Мило, правда? На самом деле это было совсем не так. Скорее, это была тирания. У каждого предмета в доме была душа. Мать никогда не оставляла одно яйцо в коробке, «чтобы ему не было скучно, и оно не чувствовало себя одиноким». Мы всегда заваривали листовой чай, чтобы не расстраивать пакетики, разделяя их друг с другом. Подушки у нас на диване лежали в строгом, заранее определенном порядке – семейной группой. Мягкие игрушки и старые вещи никогда не выбрасывались. Я очень любила карандаши швейцарской компании Caran d’Ache, но каждый из них должен был быть одинаковой длины с остальными, даже белый. Мать заставляла меня рисовать каждым из них в равной мере, чтобы не задеть ничьих чувств.

Как-то раз молодой врач, который приходил к ней, заметил, как она расстроилась из-за того, что пришлось принимать одну таблетку. Он пояснил мне, что это психическое расстройство. Врач сказал, что с острой эмпатией такого рода трудно справиться: она связана с повышенной чувствительностью к мелочам. Мы решили, что это последствие ее болезни, попытка от нее отгородиться. Но в последнее время я много обо всем этом думала. Эйлса говорит, что жизнь в такой обстановке повлияла на меня. Это многое объясняет. Возможно, это наследственная черта, которая была присуща моим предкам.

Вначале казалось, что я смогу этого избежать. Я в нашей семье была умной, а сестра – красивой. После школы я поступила в университет, в Королевский колледж в Лондоне, – я из того поколения, которому повезло получить бесплатное образование.
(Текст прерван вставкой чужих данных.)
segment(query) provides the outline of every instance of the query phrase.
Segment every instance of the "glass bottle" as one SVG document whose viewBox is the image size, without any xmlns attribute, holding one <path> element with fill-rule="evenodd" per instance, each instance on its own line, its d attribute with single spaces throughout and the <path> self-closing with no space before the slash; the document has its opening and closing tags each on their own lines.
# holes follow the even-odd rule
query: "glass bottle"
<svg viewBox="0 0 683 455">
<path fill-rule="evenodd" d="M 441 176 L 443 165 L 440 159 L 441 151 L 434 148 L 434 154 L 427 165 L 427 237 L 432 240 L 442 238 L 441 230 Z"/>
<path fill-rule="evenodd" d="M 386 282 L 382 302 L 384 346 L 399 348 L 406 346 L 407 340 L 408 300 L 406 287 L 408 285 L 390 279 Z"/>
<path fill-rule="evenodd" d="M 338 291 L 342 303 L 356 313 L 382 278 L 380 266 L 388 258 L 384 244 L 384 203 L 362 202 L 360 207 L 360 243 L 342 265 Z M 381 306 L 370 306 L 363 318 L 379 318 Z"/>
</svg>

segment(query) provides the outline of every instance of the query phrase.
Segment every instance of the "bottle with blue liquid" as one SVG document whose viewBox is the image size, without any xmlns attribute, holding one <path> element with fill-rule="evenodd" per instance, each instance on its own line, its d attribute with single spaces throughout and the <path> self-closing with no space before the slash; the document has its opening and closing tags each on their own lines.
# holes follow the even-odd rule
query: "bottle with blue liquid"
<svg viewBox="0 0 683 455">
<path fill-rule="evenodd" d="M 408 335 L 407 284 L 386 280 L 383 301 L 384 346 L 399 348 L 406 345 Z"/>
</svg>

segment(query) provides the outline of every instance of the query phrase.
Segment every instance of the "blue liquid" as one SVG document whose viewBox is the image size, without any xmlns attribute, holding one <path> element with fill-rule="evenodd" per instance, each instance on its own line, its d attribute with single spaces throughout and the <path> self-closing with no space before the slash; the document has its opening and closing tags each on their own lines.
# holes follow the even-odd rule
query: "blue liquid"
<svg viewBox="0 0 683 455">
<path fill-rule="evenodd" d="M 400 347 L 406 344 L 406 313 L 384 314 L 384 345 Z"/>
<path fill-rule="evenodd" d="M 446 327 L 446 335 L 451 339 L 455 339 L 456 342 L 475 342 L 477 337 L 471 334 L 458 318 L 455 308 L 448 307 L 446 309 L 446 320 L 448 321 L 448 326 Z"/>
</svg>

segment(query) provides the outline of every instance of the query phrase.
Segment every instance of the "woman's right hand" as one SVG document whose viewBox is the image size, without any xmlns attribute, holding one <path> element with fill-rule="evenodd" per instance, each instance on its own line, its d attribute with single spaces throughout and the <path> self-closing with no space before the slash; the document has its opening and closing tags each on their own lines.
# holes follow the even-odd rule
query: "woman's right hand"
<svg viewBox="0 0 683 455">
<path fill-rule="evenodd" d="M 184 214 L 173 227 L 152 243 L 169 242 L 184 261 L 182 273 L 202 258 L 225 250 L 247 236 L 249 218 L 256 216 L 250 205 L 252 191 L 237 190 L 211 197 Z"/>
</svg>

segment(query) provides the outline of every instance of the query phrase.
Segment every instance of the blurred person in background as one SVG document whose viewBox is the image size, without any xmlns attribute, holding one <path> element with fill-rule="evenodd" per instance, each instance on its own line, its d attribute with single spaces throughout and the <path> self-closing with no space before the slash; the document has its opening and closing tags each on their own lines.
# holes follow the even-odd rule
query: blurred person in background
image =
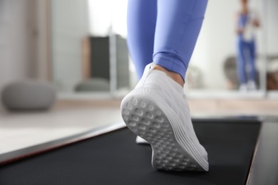
<svg viewBox="0 0 278 185">
<path fill-rule="evenodd" d="M 257 89 L 256 84 L 255 30 L 260 23 L 257 14 L 249 8 L 248 0 L 240 0 L 240 10 L 236 14 L 237 66 L 240 90 Z"/>
</svg>

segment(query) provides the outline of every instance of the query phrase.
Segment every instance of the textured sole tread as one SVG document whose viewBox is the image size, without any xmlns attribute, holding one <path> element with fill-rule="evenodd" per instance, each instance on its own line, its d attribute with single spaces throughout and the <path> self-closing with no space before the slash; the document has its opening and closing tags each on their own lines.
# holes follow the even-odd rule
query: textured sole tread
<svg viewBox="0 0 278 185">
<path fill-rule="evenodd" d="M 182 148 L 169 120 L 152 101 L 135 96 L 122 102 L 122 116 L 128 127 L 152 146 L 152 164 L 166 171 L 205 171 Z"/>
</svg>

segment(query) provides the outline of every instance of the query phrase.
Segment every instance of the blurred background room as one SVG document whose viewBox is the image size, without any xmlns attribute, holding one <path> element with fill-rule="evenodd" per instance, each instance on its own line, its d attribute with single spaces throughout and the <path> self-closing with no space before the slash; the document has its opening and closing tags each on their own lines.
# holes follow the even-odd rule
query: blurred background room
<svg viewBox="0 0 278 185">
<path fill-rule="evenodd" d="M 193 117 L 277 116 L 278 1 L 249 1 L 259 26 L 254 85 L 245 89 L 237 75 L 240 2 L 209 1 L 185 87 Z M 0 154 L 121 122 L 120 100 L 138 80 L 127 3 L 0 0 Z"/>
</svg>

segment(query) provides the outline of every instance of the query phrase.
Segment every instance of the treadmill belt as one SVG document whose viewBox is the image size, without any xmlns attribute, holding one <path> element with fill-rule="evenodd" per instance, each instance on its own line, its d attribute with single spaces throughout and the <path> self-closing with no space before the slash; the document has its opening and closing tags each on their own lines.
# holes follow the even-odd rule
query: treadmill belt
<svg viewBox="0 0 278 185">
<path fill-rule="evenodd" d="M 151 148 L 124 128 L 0 166 L 0 184 L 244 184 L 259 121 L 195 120 L 208 172 L 151 166 Z"/>
</svg>

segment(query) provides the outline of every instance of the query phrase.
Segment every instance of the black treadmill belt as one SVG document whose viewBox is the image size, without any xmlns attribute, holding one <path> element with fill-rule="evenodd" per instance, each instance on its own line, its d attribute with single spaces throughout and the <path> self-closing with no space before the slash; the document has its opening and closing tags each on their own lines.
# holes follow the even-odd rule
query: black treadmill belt
<svg viewBox="0 0 278 185">
<path fill-rule="evenodd" d="M 125 128 L 0 166 L 0 184 L 244 184 L 260 123 L 193 122 L 209 172 L 153 169 L 150 147 Z"/>
</svg>

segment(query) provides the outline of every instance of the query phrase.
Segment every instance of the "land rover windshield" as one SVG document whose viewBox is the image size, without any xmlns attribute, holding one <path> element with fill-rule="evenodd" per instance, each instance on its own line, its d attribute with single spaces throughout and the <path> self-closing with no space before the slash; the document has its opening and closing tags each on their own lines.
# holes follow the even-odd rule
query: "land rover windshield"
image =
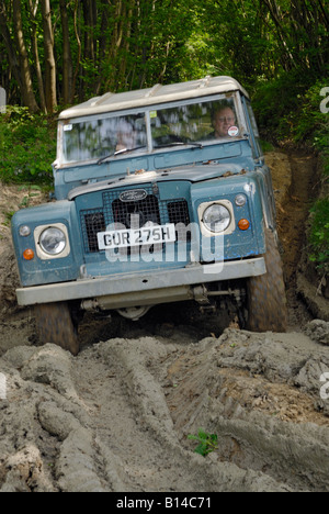
<svg viewBox="0 0 329 514">
<path fill-rule="evenodd" d="M 102 164 L 127 153 L 225 143 L 242 136 L 240 112 L 238 96 L 232 93 L 64 120 L 60 163 Z"/>
</svg>

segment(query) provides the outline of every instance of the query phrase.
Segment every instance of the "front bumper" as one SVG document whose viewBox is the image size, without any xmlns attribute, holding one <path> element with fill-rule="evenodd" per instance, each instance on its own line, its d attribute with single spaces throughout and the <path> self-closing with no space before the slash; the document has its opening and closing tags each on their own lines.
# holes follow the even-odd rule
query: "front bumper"
<svg viewBox="0 0 329 514">
<path fill-rule="evenodd" d="M 71 300 L 98 300 L 104 309 L 122 309 L 192 299 L 192 286 L 258 277 L 265 272 L 264 258 L 258 257 L 204 266 L 195 264 L 183 269 L 115 275 L 37 286 L 18 289 L 16 295 L 21 306 Z"/>
</svg>

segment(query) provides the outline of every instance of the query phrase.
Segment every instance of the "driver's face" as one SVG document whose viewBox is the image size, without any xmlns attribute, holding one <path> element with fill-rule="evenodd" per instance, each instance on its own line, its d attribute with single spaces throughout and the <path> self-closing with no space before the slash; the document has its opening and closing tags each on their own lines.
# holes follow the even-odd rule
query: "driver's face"
<svg viewBox="0 0 329 514">
<path fill-rule="evenodd" d="M 214 128 L 216 137 L 226 137 L 228 130 L 236 123 L 236 116 L 230 108 L 216 112 L 214 118 Z"/>
</svg>

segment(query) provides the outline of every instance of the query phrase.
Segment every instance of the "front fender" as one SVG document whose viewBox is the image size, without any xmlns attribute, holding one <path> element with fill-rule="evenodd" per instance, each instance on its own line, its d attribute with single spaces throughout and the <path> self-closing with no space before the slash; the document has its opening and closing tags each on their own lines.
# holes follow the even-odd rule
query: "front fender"
<svg viewBox="0 0 329 514">
<path fill-rule="evenodd" d="M 58 223 L 67 228 L 69 254 L 63 258 L 41 259 L 37 255 L 37 228 Z M 26 237 L 20 235 L 22 225 L 30 227 L 30 235 Z M 65 200 L 16 212 L 12 219 L 12 238 L 23 287 L 65 282 L 79 277 L 83 262 L 75 202 Z M 32 260 L 24 259 L 23 254 L 26 249 L 34 252 Z"/>
</svg>

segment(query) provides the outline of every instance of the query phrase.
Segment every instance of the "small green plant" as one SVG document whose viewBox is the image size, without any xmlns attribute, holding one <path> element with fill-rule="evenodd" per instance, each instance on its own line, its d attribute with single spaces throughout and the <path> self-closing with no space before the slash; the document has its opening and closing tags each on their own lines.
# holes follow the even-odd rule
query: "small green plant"
<svg viewBox="0 0 329 514">
<path fill-rule="evenodd" d="M 218 449 L 217 440 L 218 437 L 216 434 L 207 434 L 204 429 L 200 429 L 197 436 L 190 434 L 188 436 L 190 440 L 196 440 L 198 443 L 197 447 L 195 448 L 194 452 L 206 457 L 212 451 L 216 451 Z"/>
<path fill-rule="evenodd" d="M 329 272 L 329 200 L 318 200 L 311 209 L 309 260 L 324 272 Z"/>
</svg>

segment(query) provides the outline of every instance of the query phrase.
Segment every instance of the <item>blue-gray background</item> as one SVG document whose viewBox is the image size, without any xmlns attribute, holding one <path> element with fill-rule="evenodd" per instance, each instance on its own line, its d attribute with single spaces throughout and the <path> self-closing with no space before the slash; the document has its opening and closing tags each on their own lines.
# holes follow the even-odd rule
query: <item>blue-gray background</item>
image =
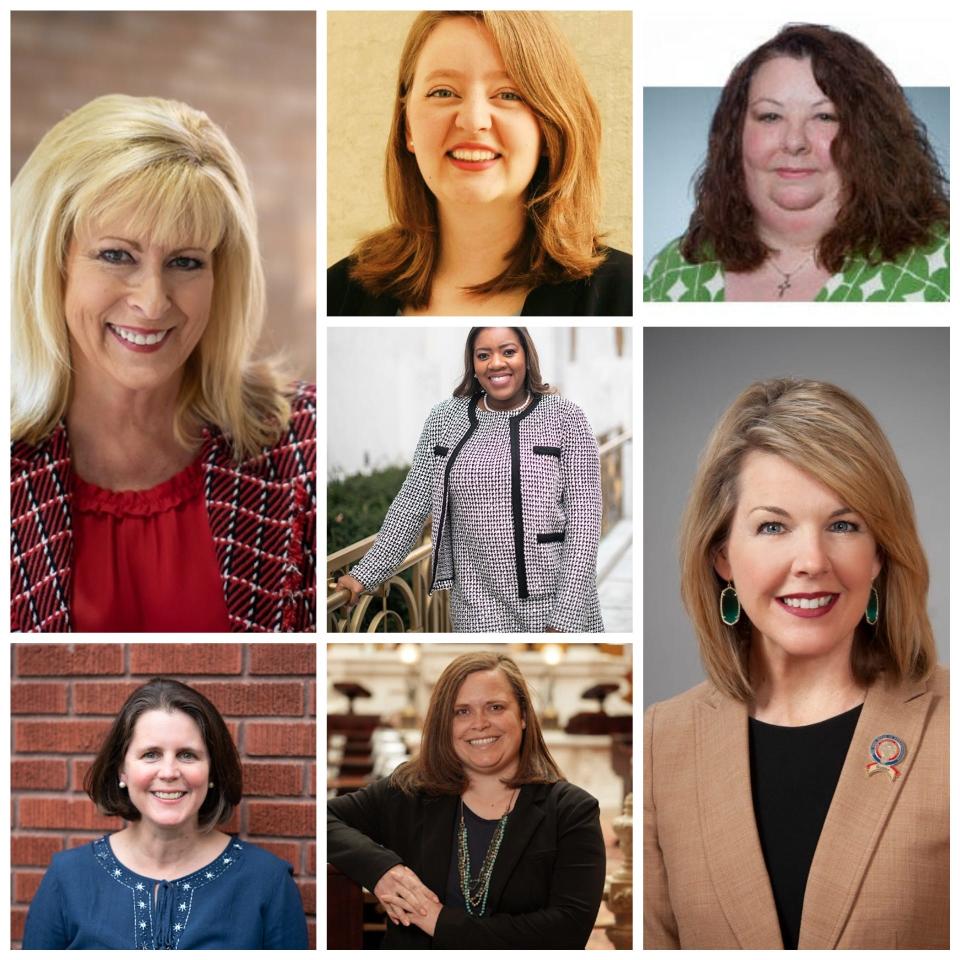
<svg viewBox="0 0 960 960">
<path fill-rule="evenodd" d="M 950 89 L 905 87 L 914 113 L 950 175 Z M 719 87 L 643 90 L 643 262 L 686 229 L 693 212 L 693 178 L 707 154 L 707 134 Z"/>
<path fill-rule="evenodd" d="M 680 602 L 680 516 L 720 414 L 755 380 L 810 377 L 861 400 L 913 493 L 930 563 L 928 610 L 949 662 L 949 391 L 945 327 L 651 328 L 643 331 L 643 703 L 704 679 Z"/>
</svg>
Жила в общежитии при университете, потом и в других самых разных студенческих берлогах в районе, именуемом «Слон и Замок». Когда получила диплом и начала писать диссертацию, случились две вещи: здоровье матери стало значительно хуже, а сестра решила, что ей надоело за ней ухаживать. В результате я вернулась домой.

В любом случае у меня возникли проблемы. Как и все семейные мифы, моя репутация «умницы» оказалась преувеличением. Честнее было бы сказать, что я «чуть умнее среднего». Написание диссертации, высокомерно названной «Культура и процесс познания в эволюции языка» оказалось выше моих сил. Я пропустила крайний срок сдачи, были назначены новые заседания, но я уклонилась от посещения. Я приехала домой и с возмущением наблюдала, как Фейт пакует чемоданы, чтобы отправиться в Брайтон и начать там новую жизнь, хотя в глубине души чувствовала облегчение. Если мать окажется недостаточно благодарной за мою жертву, то у меня будет повод для негодования. Меня это устраивало. И двадцать лет я обижалась на нее, винила из-за работы, на которую вынуждена была устроиться. Вначале я пошла работать в библиотеку, и все складывалось неудачно: начальница меня ненавидела, и там было слишком много детей; затем я устроилась в муниципалитет – в отдел культуры и отдыха – и там чувствовала себя не менее несчастной, чем в библиотеке. Я лелеяла эту обиду, я любила ее, как любят хорошо послужившую, но уже начавшую подгнивать старую лодку. И я продолжала обижаться на мать даже те десять лет, которые сложились удачно – я устроилась внештатным помощником редактора Большого Оксфордского словаря английского языка. Я должна благодарить старого университетского друга Фреда Пуллена за то, что рекомендовал меня на эту должность. Она идеально мне подходит. Это большой и давний проект – мы дополняем и вносим исправления в словарь. Работа началась в 1999 году, и бог знает, когда она закончится. Вероятно, никогда, что меня лично очень устраивает. В основном я переписываю уже существующие статьи. Другие команды отвечают за неологизмы[8]. Я помогаю переделывать старые определения, использую новые доступные источники в интернете, при необходимости дополняю и исправляю цитаты и выдержки. Это трудная работа, иногда захватывающая, но чаще нудная. Мне она приносит удовлетворение.